A *scatter plot* shows the relationship between two variables. When looking at a scatter plot, you look at the *correlation*, which gauges the strength of the relationship and the direction. This means a correlation can be strong or weak and can be positive, negative, or neither.

Depending on the strength of the correlation, you can infer a trend in the relationship. The figure shown here illustrates some examples of scatter plots and the types of correlations that can appear. Notice how when there is a correlation, the points tend to line up in one direction.

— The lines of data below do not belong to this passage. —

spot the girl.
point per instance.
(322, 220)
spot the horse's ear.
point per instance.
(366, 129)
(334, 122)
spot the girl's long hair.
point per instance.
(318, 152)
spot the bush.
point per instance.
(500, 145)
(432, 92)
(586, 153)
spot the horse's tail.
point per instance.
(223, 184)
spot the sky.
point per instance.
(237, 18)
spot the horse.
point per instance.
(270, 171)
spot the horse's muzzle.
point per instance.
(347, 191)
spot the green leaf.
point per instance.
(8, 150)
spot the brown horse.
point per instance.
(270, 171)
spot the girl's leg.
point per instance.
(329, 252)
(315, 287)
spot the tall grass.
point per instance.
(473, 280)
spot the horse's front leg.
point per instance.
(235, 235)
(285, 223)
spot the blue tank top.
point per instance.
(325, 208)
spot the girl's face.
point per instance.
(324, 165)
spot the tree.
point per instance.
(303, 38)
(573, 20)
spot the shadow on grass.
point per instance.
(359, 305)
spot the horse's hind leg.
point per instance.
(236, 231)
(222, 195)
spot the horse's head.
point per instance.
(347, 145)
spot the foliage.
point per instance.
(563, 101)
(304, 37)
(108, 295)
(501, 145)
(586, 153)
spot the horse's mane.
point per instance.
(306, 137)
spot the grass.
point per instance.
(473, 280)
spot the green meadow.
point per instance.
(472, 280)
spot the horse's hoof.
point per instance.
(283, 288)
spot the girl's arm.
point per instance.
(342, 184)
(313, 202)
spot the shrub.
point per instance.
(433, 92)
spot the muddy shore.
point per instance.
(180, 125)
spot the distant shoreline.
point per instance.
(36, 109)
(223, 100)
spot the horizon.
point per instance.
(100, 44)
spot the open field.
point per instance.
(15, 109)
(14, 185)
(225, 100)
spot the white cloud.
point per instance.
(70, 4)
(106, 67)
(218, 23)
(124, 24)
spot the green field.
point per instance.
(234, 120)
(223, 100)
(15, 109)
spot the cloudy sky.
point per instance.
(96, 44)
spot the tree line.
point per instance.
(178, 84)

A common example of a scatter plot is the relationship between people’s shoe sizes and their IQs. When a large data collection is analyzed, you see that there’s no correlation. If there were one, you could make a statement like “People with bigger shoe sizes are smarter.” However, there’s a wide range of IQs and shoe size combinations, and you can’t gauge a person’s intelligence based on his or her shoe size (no correlation).

## Practice question

- What statement corresponds to the relationship illustrated by the following scatter plot?
**A.**The longer you study, the worse you will do on the test.**B.**The longer you study, the better you will do on the test.**C.**The amount of time studying does not affect the score on the test.**D.**Not enough information can be gathered.

## Answer and explanation

- The correct answer is
**Choice (B).**Because the trend line, or line of best fit, of this scatter plot has a positive slope, there is a positive relationship between the variables. This means as one increases the other increases: the longer you study, the better you will do on the test, Choice (B) is correct. For there to be no relationship, the line of best fit would be a “flat” horizontal line. For a negative relationship, the slope would be negative or “pointing down.”